Untitled (WE ARE NOT)
Adam Pendleton
Untitled (WE ARE NOT), 2021
Adam Pendleton (b. 1984, Richmond, Virginia, USA,) is a New York-based artist whose work examines and questions the freedom of abstraction in relationship to language, politics, and identity. The animating force of his work is found in Black Dada—the artist’s term for a broad conceptualization of blackness. Working in various modes and mediums including painting, collage, video, and performance, the artist disrupts and reconsiders preconceived notions of history and culture.
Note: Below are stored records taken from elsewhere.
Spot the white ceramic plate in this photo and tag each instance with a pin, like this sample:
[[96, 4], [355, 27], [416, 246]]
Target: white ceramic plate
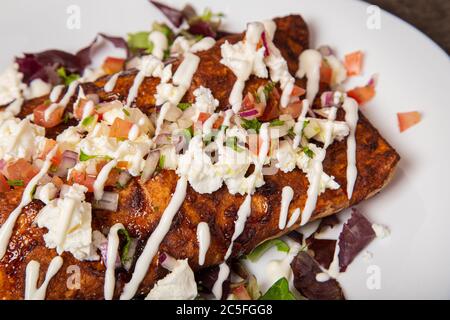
[[414, 261]]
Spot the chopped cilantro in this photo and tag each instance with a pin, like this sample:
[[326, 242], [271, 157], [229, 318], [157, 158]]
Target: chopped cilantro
[[68, 79], [251, 124], [126, 248], [232, 142], [16, 183], [276, 123], [279, 291], [184, 105], [308, 152], [140, 41], [268, 88]]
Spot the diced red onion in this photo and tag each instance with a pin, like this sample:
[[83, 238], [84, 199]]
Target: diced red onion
[[69, 160], [248, 113], [109, 201], [124, 177], [325, 51], [163, 139], [326, 99], [150, 165], [167, 261], [266, 47]]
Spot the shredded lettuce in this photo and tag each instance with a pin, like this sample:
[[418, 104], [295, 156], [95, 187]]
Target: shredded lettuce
[[263, 247], [279, 291]]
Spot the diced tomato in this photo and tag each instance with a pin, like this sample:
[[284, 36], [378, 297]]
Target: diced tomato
[[4, 186], [218, 123], [120, 128], [362, 94], [79, 109], [203, 116], [56, 117], [353, 63], [122, 165], [49, 145], [407, 119], [294, 109], [298, 91], [113, 65], [84, 179], [241, 293], [20, 170], [326, 73]]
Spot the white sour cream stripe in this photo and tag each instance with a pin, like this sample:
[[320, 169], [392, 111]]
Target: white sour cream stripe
[[111, 256], [204, 240], [7, 227], [351, 117], [32, 277]]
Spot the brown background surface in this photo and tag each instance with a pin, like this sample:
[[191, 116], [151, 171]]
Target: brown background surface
[[430, 16]]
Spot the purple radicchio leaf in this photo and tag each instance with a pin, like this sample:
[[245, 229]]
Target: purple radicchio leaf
[[176, 17], [322, 250], [356, 234], [305, 270]]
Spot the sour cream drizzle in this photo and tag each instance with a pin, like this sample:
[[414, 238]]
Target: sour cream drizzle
[[103, 175], [309, 64], [111, 83], [7, 227], [64, 101], [243, 212], [155, 239], [351, 117], [111, 257], [286, 197], [204, 240], [32, 277]]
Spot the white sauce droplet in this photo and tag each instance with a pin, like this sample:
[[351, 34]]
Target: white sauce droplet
[[32, 277], [351, 117], [204, 240], [111, 257]]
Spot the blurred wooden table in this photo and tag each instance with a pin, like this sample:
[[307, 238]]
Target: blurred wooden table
[[430, 16]]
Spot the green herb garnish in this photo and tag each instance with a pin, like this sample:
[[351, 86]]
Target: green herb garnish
[[126, 248], [279, 291], [276, 123], [16, 183], [184, 105], [140, 41], [67, 78], [253, 124], [232, 142], [263, 247]]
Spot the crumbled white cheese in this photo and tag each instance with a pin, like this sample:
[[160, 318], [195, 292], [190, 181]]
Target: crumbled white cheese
[[381, 231], [179, 284], [11, 85], [46, 192], [20, 139], [71, 211]]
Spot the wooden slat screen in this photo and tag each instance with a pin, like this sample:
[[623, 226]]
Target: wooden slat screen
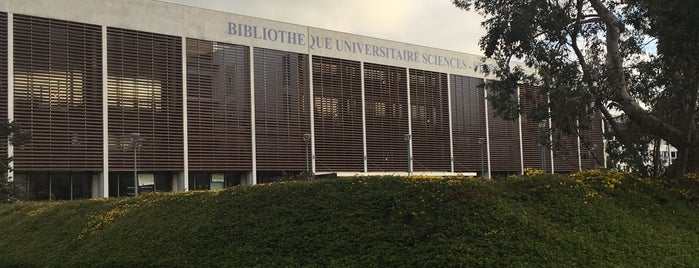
[[145, 96], [591, 141], [468, 123], [430, 121], [386, 102], [58, 94], [565, 151], [3, 77], [504, 144], [531, 132], [282, 110], [337, 105], [218, 106]]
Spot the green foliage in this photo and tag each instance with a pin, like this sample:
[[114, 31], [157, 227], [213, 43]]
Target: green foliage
[[534, 220], [636, 57], [11, 193]]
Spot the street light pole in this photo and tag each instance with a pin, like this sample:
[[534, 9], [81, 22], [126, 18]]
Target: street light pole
[[542, 125], [480, 146], [307, 139], [134, 143], [408, 138]]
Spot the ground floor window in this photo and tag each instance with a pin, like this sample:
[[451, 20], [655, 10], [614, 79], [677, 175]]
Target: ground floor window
[[56, 185], [122, 183], [214, 180]]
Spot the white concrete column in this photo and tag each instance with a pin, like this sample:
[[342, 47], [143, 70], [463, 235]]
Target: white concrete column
[[410, 124], [521, 145], [553, 165], [604, 142], [10, 88], [252, 179], [487, 125], [312, 116], [364, 149], [104, 178], [185, 134], [451, 119]]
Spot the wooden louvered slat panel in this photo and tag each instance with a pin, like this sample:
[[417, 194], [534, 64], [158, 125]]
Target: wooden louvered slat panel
[[337, 105], [591, 141], [145, 96], [3, 77], [430, 121], [58, 94], [386, 117], [218, 106], [282, 110], [468, 123], [531, 132], [565, 151], [504, 144]]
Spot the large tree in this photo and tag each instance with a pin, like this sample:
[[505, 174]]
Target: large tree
[[638, 57]]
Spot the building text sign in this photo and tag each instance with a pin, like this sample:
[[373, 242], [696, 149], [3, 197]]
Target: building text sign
[[348, 46]]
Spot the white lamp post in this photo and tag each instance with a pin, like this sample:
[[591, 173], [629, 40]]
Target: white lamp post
[[134, 144]]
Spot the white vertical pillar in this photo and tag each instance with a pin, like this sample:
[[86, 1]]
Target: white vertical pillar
[[10, 88], [410, 124], [519, 125], [311, 107], [553, 167], [487, 125], [604, 142], [253, 143], [451, 133], [577, 136], [185, 133], [364, 152], [104, 190]]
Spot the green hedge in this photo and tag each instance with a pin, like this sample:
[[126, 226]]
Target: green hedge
[[543, 220]]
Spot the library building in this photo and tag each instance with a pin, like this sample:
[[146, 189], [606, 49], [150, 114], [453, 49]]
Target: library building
[[132, 96]]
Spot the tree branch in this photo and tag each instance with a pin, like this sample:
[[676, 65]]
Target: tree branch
[[615, 68]]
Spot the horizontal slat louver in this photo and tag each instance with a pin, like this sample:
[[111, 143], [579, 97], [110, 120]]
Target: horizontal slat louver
[[282, 110], [58, 94], [218, 106], [532, 134], [565, 151], [430, 121], [591, 141], [386, 106], [145, 96], [504, 144], [468, 123], [3, 76], [337, 105]]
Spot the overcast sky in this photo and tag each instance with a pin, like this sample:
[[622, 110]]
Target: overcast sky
[[433, 23]]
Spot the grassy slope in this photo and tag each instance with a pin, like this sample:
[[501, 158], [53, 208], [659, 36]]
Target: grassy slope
[[542, 221]]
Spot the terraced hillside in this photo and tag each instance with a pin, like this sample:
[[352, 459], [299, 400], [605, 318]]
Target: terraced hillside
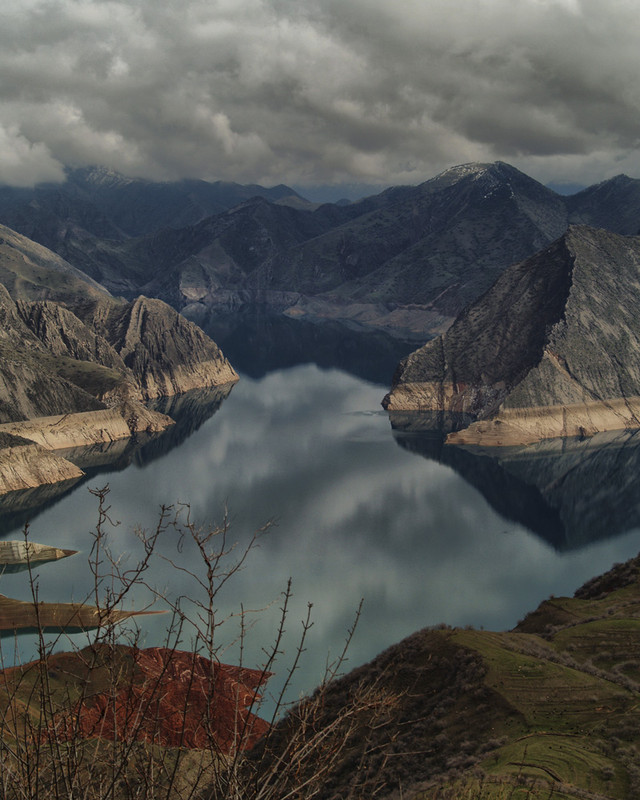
[[550, 709]]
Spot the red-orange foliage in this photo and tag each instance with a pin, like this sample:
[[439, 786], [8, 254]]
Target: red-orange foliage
[[175, 699]]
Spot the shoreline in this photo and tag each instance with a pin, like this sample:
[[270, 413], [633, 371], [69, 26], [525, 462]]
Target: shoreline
[[28, 458], [523, 426]]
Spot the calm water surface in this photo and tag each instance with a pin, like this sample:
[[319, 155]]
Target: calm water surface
[[424, 535]]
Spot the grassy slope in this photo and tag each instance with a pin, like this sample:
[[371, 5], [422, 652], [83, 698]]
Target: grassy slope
[[573, 679]]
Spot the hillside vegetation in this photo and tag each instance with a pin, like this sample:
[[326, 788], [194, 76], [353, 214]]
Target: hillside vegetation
[[550, 709]]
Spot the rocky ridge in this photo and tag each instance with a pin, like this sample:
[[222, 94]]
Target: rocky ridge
[[552, 349], [78, 379], [408, 259]]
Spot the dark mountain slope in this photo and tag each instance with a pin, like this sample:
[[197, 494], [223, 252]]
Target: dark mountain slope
[[553, 347], [612, 204], [410, 258]]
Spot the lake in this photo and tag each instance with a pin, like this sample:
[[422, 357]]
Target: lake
[[424, 533]]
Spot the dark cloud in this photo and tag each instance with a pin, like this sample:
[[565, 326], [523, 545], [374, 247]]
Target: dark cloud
[[318, 91]]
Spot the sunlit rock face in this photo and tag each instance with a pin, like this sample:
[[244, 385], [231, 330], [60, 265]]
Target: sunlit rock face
[[552, 349]]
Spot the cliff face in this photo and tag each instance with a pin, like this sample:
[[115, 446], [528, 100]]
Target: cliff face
[[89, 370], [553, 348], [409, 259], [165, 353]]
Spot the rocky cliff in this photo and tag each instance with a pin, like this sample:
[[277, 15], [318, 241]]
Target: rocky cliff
[[408, 259], [87, 370], [552, 349]]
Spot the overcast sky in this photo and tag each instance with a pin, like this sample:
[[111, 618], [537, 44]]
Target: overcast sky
[[312, 92]]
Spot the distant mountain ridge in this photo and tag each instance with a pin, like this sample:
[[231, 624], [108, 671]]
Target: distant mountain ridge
[[409, 259]]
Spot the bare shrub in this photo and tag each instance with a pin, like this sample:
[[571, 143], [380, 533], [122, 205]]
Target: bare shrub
[[116, 720]]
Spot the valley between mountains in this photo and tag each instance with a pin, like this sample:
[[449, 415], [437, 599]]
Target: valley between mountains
[[522, 305], [532, 295]]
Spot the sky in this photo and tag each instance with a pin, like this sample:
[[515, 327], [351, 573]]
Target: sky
[[313, 93]]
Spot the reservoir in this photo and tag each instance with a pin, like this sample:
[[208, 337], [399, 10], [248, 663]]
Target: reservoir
[[423, 533]]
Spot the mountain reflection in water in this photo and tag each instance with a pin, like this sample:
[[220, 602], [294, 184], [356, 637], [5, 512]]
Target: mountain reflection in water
[[357, 516], [568, 491]]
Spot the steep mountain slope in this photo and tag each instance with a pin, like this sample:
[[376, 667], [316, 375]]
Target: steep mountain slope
[[553, 348], [438, 245], [71, 379], [32, 272], [410, 258], [548, 709]]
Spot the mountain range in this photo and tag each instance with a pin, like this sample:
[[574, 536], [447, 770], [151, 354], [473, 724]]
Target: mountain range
[[408, 259], [551, 349]]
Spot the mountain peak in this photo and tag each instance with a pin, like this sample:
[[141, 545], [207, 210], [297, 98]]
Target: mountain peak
[[98, 176]]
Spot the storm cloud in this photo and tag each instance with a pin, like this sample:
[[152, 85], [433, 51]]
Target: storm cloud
[[318, 91]]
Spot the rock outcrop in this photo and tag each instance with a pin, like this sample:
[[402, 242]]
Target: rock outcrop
[[552, 349], [165, 353], [77, 379], [408, 259], [25, 464]]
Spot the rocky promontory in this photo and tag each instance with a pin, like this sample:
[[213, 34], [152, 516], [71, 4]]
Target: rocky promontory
[[76, 371], [551, 349]]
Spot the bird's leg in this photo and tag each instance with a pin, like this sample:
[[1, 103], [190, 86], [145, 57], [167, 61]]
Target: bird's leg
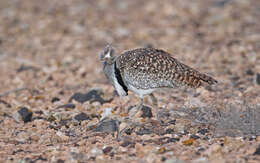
[[155, 106], [154, 100], [134, 110]]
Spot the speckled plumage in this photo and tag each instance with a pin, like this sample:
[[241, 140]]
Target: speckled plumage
[[147, 68]]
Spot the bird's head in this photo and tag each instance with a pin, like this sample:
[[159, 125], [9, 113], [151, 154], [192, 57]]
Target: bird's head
[[108, 56]]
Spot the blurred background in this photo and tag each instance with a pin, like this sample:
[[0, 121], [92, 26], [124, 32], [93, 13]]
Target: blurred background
[[220, 37]]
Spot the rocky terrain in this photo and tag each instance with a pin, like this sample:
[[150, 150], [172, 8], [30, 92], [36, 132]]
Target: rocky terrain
[[57, 106]]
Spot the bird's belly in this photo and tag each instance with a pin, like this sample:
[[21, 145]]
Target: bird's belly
[[141, 92]]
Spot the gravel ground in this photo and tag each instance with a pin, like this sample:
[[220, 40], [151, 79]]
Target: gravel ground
[[57, 106]]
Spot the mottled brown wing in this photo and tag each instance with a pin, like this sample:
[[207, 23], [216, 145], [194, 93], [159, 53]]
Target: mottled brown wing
[[148, 68]]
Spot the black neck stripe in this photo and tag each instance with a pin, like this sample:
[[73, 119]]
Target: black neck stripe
[[119, 79]]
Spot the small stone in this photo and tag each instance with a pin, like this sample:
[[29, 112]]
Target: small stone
[[143, 131], [163, 159], [249, 72], [257, 151], [55, 99], [161, 150], [188, 142], [34, 138], [60, 161], [81, 117], [174, 160], [169, 131], [23, 114], [92, 96], [26, 68], [173, 122], [126, 143], [194, 137], [147, 112], [258, 78], [203, 131], [67, 106], [170, 140], [107, 149], [96, 151], [106, 113], [107, 125]]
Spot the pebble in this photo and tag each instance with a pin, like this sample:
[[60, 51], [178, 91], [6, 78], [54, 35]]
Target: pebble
[[92, 96], [147, 112], [106, 113], [257, 151], [96, 151], [127, 143], [55, 99], [174, 160], [23, 114], [194, 137], [107, 125], [81, 117], [67, 106], [143, 131], [108, 149], [258, 78], [203, 131]]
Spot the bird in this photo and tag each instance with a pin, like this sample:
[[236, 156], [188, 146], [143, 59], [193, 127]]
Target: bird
[[145, 70]]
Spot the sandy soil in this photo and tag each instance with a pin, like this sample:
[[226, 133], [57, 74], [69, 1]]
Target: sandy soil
[[57, 106]]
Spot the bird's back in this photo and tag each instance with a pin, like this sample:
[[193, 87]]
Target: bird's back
[[148, 68]]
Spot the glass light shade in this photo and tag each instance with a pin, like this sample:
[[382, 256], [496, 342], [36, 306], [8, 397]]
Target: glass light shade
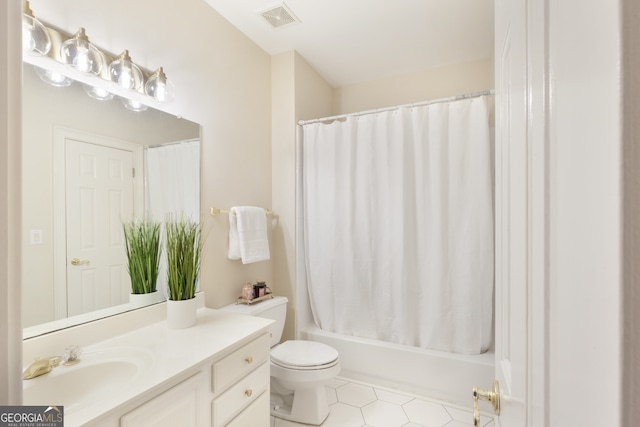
[[80, 54], [125, 73], [98, 93], [35, 37], [53, 78], [159, 87], [132, 105]]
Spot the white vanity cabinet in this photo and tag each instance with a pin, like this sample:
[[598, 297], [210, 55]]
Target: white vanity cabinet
[[181, 405], [232, 390], [213, 374], [240, 383]]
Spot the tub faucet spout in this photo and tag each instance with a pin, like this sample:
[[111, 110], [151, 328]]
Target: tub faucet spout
[[41, 367]]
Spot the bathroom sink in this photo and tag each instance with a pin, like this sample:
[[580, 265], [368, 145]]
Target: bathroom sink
[[98, 375]]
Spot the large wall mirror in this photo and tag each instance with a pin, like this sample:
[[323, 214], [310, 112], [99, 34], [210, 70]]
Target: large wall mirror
[[69, 139]]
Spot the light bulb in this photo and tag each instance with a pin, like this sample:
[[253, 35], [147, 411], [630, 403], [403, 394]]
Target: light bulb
[[98, 93], [125, 73], [35, 36], [159, 87], [133, 105], [80, 54]]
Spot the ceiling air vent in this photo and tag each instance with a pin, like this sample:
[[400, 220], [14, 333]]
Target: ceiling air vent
[[279, 16]]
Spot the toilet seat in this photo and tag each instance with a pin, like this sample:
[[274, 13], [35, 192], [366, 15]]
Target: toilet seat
[[304, 355]]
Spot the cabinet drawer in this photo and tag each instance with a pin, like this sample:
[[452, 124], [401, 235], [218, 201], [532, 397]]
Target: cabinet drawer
[[256, 415], [239, 363], [239, 396]]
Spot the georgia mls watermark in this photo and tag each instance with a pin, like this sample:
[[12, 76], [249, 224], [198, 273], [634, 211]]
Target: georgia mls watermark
[[31, 416]]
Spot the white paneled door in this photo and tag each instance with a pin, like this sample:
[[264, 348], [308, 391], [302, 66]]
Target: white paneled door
[[99, 195], [521, 215]]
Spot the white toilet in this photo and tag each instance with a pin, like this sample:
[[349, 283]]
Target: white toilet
[[299, 369]]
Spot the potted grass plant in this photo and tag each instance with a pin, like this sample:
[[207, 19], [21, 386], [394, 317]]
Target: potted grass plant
[[184, 247], [142, 242]]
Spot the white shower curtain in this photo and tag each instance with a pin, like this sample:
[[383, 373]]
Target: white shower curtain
[[398, 225], [172, 186]]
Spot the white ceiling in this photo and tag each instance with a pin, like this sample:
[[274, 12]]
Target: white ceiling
[[352, 41]]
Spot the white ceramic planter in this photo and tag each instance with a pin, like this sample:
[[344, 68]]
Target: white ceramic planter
[[181, 314], [143, 300]]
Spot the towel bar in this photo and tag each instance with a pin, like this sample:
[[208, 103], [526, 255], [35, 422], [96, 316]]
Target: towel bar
[[215, 211]]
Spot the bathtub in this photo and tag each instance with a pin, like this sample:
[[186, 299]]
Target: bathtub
[[436, 374]]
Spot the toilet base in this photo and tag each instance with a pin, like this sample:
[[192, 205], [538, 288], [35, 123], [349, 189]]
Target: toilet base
[[307, 406]]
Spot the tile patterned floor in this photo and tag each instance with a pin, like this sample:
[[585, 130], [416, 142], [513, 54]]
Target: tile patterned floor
[[355, 404]]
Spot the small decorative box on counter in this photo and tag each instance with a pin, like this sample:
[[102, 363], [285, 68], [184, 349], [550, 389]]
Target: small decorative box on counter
[[254, 292]]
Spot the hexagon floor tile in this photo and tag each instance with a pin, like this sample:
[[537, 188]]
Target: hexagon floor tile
[[354, 404]]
Untitled (WE ARE NOT) (2021) is one of a recent series of untitled paintings featuring repeating, overlapping, spray-painted language. The phrase “WE ARE NOT” is drawn from the sentences “We are not naive,” “We are not exclusive,” and “We are [not] successive,” which appear consecutively in Pendleton’s “Black Dada” manifesto. The language has been painted, photographed, enlarged, and silkscreened onto canvas, with the artist’s initial gesture becoming integrated into a chain of transformations. As Pendleton puts it: “I think of the spray paint, or the spray can, as a kind of machine, an exchange between what my body can do and what my body can will a simple machine to do. Failure is inherently a part of this dynamic, and that is kind of what the painting reveals, this tension between perfect and imperfect, [between] that which is deliberate and that which occurs by chance.”